1. Do they make giant maxi pads specially designed for your this?

If you start getting swamp ass just throw on a pad or change yours.

2. Maybe "Depends"?

Not sure. They are expensive. Dont we spend enough on this hobby? And lets talk about how that would look. Talk about a big ass!! Are you getting the mental image of those horse show photos?

3. Gold Bond, green bottle.

I foresee a white-coated saddle.

4. Tenactin Jock itch spray antipersperant.

Really? We are women. I have not tried this, but I think there could be some uncomfortable tingling.

5. It's all about breathing room.

Neither britches, jodphers, nor riding jeans provide this. No help.

6. It's your core temp. try drinking lots of ice cold water immediately after working out to lower your core temp.

So now we need a Coleman cooler out in the ring.

7. I understand bag balm works well too. I know some cyclists who use it.

WHAT?

8. "Ever since my basic training, I've used the 'ol gold-bond-on-the-sack treatment. It's a must, dude. Keeps it cool down there, prevents chafing, that sort of thing. It's like freon for your...well. Anyway yeah that green bottle is something else. I've used the green when I was stationed in the south (SC), and it keeps ya cool and dry allllll day. In fact, it kinda tingles/burns all day, but if it's hot enough it's fine.
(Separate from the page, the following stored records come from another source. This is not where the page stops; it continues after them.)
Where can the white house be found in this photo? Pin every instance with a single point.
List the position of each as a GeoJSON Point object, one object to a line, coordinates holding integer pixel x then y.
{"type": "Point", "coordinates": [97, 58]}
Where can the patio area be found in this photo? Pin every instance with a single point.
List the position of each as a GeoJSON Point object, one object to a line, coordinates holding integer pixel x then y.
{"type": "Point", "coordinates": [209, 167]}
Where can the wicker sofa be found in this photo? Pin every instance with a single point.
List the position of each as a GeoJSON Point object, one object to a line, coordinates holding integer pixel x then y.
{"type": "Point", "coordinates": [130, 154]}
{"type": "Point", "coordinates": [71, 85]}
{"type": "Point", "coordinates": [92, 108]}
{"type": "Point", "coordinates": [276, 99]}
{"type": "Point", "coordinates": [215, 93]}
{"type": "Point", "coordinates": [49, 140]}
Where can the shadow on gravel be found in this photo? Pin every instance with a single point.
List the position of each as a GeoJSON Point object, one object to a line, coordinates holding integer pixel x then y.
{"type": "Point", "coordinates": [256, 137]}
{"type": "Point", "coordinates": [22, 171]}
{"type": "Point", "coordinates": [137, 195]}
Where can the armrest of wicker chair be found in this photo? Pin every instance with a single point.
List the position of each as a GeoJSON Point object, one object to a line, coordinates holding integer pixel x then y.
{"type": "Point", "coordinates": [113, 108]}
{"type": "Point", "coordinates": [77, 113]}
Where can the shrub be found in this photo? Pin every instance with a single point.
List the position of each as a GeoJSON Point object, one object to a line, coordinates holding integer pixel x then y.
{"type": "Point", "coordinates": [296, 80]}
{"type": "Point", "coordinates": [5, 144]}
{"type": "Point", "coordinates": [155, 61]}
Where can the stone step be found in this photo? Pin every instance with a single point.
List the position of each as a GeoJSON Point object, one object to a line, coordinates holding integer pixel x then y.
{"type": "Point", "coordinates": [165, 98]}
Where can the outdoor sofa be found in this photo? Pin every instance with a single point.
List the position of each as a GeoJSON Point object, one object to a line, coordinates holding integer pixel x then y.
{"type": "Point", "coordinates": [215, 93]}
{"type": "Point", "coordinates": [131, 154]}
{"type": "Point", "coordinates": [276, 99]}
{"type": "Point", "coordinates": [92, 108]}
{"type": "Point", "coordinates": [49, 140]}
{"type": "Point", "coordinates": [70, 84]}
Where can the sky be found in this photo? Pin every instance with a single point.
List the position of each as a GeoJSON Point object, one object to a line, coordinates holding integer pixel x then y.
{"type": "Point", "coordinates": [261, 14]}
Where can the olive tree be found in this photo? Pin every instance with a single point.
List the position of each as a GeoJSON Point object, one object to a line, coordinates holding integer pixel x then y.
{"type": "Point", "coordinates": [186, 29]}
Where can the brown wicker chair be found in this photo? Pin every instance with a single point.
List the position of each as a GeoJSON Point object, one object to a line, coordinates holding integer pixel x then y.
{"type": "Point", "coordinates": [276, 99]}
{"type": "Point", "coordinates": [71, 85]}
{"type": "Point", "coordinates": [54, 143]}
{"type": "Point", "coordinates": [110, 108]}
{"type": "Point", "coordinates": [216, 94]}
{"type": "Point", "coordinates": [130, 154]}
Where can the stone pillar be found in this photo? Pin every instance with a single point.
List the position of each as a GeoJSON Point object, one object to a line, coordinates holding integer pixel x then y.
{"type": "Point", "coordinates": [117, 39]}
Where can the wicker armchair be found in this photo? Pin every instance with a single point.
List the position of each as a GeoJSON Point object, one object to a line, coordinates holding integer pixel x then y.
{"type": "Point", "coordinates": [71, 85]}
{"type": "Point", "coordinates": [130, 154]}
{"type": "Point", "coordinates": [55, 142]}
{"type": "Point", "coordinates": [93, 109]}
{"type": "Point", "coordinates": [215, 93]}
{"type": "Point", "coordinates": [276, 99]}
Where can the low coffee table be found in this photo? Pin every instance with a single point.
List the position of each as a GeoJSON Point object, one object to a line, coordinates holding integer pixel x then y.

Otherwise, I stick to the yellow bottle, it works for me."

Wow, a lot of imformation there. I kinda skeeved just reading that.

9. "Ms.' blow dryer down yonder...works wonders, towels don't get so funky, takes no time at all, no Gold Bond clean up."

Cheers to that image. (I knew Gold Bond would be messy! That was a close-one.)

************************

I take no comfort in learning that most of the sufferers of this affliction are apparently men. Here's my solution:
Let's install a bidet.
That or just donate my clothes to the goodwill, who will most-likely burn them.